In a nutshell, Gespg (the Mic Mac band in Gasp) sought to obtain access to the York, Dartmouth, and St. Jean Rivers over a year ago for the purpose of economic development and job creation for their community. They had a 5 year agreement which was signed with the Government of Quebec that covered fishing and hunting activities for members of their Community. The agreement was through Sept 30, 2007 (the article in the Angling Report listed the term as being thru Sept 2006- I presume that was either a typo or miscommunication). That agreement allowed Gespeg to net a certain number of salmon in each of the 3 rivers for Community purposes. It also gave a few fishing days at no charge to members of the Gespeg Community as well. Further, Gespeg, through this agreement, agreed to respect the fishing regulations such as fly fishing (when they fished for sport and individual consumption) as well as to conform to the regulations regarding fishing sectors, etc. Certainly there are more details in the agreement but that is the heart of the agreement relative to fishing, their, rights, and what the present situation is.
There have been discussions with the Government and Gespeg for more than a year with the intent to have a new agreement ready for 2008 that would have taken effect after the prior agreement ended. It is important to note that in Quebec (I suspect it is the same throughout Canada) First Nations dealings are between Governments; theirs as well as either the Provincial or Federal. That said, they have also met with the local Zec representatives along with the Government over the past year as well in order to find a reasonable and viable deal for their Community.
As of a week or so ago, they are no further along then they were when they started over a year ago, manily due to the opposition by the Zec to their plans and desire to pursue economic development and job creation through outfitting. They (Gespeg) made it clear late last summer that if they did not have an acceptable agreement by the start of the 2008 fishing season they would do whatever they had to in order to exercise their native rights. Without a fishing agreement in place, members of their Community are free to fish anywhere they want; that means they could have 5 people from their Community fishing alongside 2 people who had reserved a 2 rod sector on a river. They could do so with fly rods, spinning rods, nets, or whatever they choose. That is the conflict that was apparently alluded to in the article.
I believe the Government and the Zec were made aware of this possibility on a few occassions over the past year and so if there are confrontations or disruptions to fishing it should not be a suprise to them.

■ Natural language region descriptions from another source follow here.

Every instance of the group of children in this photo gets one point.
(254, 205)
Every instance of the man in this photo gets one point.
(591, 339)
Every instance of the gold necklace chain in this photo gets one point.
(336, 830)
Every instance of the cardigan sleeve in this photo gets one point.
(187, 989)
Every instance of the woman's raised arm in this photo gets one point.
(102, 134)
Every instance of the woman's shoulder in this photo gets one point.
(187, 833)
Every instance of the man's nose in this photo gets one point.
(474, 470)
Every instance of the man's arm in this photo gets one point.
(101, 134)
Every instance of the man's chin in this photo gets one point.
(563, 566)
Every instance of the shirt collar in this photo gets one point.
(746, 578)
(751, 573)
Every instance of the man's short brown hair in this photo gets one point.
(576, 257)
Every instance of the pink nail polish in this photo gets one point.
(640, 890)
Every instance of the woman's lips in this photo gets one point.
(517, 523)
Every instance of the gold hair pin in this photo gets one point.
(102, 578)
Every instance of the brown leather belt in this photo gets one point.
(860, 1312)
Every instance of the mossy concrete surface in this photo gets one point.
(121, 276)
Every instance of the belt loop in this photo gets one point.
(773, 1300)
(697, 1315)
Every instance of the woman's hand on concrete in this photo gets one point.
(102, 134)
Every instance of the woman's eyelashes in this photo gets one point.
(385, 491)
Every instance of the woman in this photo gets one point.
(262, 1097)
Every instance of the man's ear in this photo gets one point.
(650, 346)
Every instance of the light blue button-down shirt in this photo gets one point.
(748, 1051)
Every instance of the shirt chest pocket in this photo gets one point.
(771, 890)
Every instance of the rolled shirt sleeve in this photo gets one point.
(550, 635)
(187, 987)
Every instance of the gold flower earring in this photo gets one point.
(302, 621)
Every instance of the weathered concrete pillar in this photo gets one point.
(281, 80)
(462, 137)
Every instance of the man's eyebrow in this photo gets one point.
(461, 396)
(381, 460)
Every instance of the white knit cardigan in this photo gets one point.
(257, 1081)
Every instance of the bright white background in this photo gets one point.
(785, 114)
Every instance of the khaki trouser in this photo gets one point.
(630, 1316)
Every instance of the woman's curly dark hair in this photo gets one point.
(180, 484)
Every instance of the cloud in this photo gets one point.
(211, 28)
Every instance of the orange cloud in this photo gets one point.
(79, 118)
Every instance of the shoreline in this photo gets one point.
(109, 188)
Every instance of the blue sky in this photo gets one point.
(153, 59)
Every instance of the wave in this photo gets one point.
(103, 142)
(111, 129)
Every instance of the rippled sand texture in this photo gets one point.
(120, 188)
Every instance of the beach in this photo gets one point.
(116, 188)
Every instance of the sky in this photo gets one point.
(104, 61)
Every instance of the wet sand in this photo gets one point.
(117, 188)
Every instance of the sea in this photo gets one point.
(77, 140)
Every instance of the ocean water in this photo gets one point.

If Gespeg chooses to exercise their Native Fishing Rights in such a manner they will NOT affect the fishing of any local anglers or resident anglers on the York, Dartmouth, or lower St. Jean Rivers.
I want to ASSURE clients and prospective clients of Malbaie River Outfitters, and anyone else who is planning on fishing theses 3 rivers and is using an outfitter or guiding company that they will not be affected either; I was given this assurance last fall.
I would suspect that those who will likely be impacted from this will be the privileged people who fish at the Pavillion on the St. Jean River and the upper York River. It will be unfortunate if people's fishing experiences and trips are affected/ruined but that may be the price paid for resolving this conflict.
If I may say so editorially, these rivers are public (save the small portions privately owned with riparian rights) and not the property of any 1 organization. First Nations were in the Gaspe long before anyone who came from Europe to settle there and courts have upheld Native Rights time and time again. There is plenty of room on these rivers for the public as well as for a presence from a First Nations band looking to better their community through job creation and economic development. A great example of this is the First Nations Outfitting Operation on the Grand Cascapedia River whereby they have access to rods through their Native Rights, and they operate side by side with private camps and a society (similar to a zec).
In conlcusion, my intention for responding in this thread is to assure clients and prospective clients of Malbaie River Outfitters not to be concerned regarding their trips to the Gaspe. I have no intention of debating this issue; it is an issue that exists between Gespeg and the Government of Quebec. For everyone's sake I hope it is resolved without issue to anyone.